Catalogue text, 'Subcontingent ' Fondazione Sandretto Re Rebaudengo, Turin
Artist name: Shilpa
Sir J J School of
Did you study in the same language you grew up in?
While growing up, Hindi was spoken at home and English was the only language permitted at school. Hindi and Marathi were allowed only in the respective language classes.
What relationship does your language have with your identity?
As it would be, language
has to do with the residues from the past slipping into the present. Hindi
was the first language I heard, as it came with my grandparents when they
migrated into the young city of Bombay post independence, end of 1940’s.
But have become out
of practice for writing in any Hindi. And the Hindi which I often read,
is becoming Hindi written in English, in advertisements and film billboards
across the city. Even faster than the Hindi written in Hindi.
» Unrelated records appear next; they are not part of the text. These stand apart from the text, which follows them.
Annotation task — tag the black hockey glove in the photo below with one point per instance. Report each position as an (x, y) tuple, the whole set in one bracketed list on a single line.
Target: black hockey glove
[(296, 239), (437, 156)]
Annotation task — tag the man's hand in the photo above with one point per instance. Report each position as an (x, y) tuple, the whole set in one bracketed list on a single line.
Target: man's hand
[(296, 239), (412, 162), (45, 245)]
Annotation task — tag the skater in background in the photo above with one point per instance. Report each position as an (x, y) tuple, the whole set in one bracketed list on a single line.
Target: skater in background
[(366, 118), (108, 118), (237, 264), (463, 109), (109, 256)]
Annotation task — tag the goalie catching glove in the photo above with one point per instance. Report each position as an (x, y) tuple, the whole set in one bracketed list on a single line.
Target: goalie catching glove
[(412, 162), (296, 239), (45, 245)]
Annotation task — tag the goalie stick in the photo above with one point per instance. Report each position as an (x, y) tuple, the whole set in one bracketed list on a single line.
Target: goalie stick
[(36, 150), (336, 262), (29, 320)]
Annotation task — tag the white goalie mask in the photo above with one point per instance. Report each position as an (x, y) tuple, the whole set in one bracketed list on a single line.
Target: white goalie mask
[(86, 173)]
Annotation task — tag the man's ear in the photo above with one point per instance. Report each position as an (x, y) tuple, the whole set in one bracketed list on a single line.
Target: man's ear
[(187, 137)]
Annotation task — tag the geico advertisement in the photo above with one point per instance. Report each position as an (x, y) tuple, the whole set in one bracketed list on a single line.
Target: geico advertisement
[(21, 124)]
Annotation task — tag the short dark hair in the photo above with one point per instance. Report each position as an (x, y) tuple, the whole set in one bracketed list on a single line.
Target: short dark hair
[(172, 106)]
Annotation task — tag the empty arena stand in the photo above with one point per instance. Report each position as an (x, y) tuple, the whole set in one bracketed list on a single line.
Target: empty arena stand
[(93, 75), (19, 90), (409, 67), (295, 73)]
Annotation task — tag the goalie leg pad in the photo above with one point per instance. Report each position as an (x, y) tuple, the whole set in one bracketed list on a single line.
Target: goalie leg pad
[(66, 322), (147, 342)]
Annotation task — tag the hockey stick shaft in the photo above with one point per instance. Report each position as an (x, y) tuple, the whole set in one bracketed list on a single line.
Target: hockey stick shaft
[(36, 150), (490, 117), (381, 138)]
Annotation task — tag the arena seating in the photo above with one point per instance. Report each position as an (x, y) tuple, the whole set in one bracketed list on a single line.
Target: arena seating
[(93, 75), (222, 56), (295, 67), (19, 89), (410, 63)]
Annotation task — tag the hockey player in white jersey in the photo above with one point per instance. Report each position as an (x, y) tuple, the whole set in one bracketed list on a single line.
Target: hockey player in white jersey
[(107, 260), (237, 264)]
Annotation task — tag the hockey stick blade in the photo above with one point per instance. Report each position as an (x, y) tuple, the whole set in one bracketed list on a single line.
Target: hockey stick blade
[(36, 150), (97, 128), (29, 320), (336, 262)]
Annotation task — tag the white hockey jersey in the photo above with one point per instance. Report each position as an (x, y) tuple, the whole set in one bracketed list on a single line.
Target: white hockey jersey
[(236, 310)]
But mind
you, an English person from England will not be able to speak the authentic
Hindi reading it in the most authentic English.
In a way I don’t speak my authentic mother tongue at all. It is a hybrid Hindi that I speak which my grandmother and aunts understand and sometime may speak too. With the younger people at home, it is Hinglish, sentences fused with both local Hindi and English words.
At work, it is primarily English within the art scene but in terms of production team it would also be Hindi. With the video editor it is English, with the programmer mostly Hindi and some English, with the carpenter and Janta Book Center shopkeeper it is Hindi. Art books, art openings, art conferences, magazines, newspapers, novels, city street signage, numbers, computer desktops, keyboards, as it is in this interview it is English. But then there are also other art openings in which where the language is Hindi and Marathi.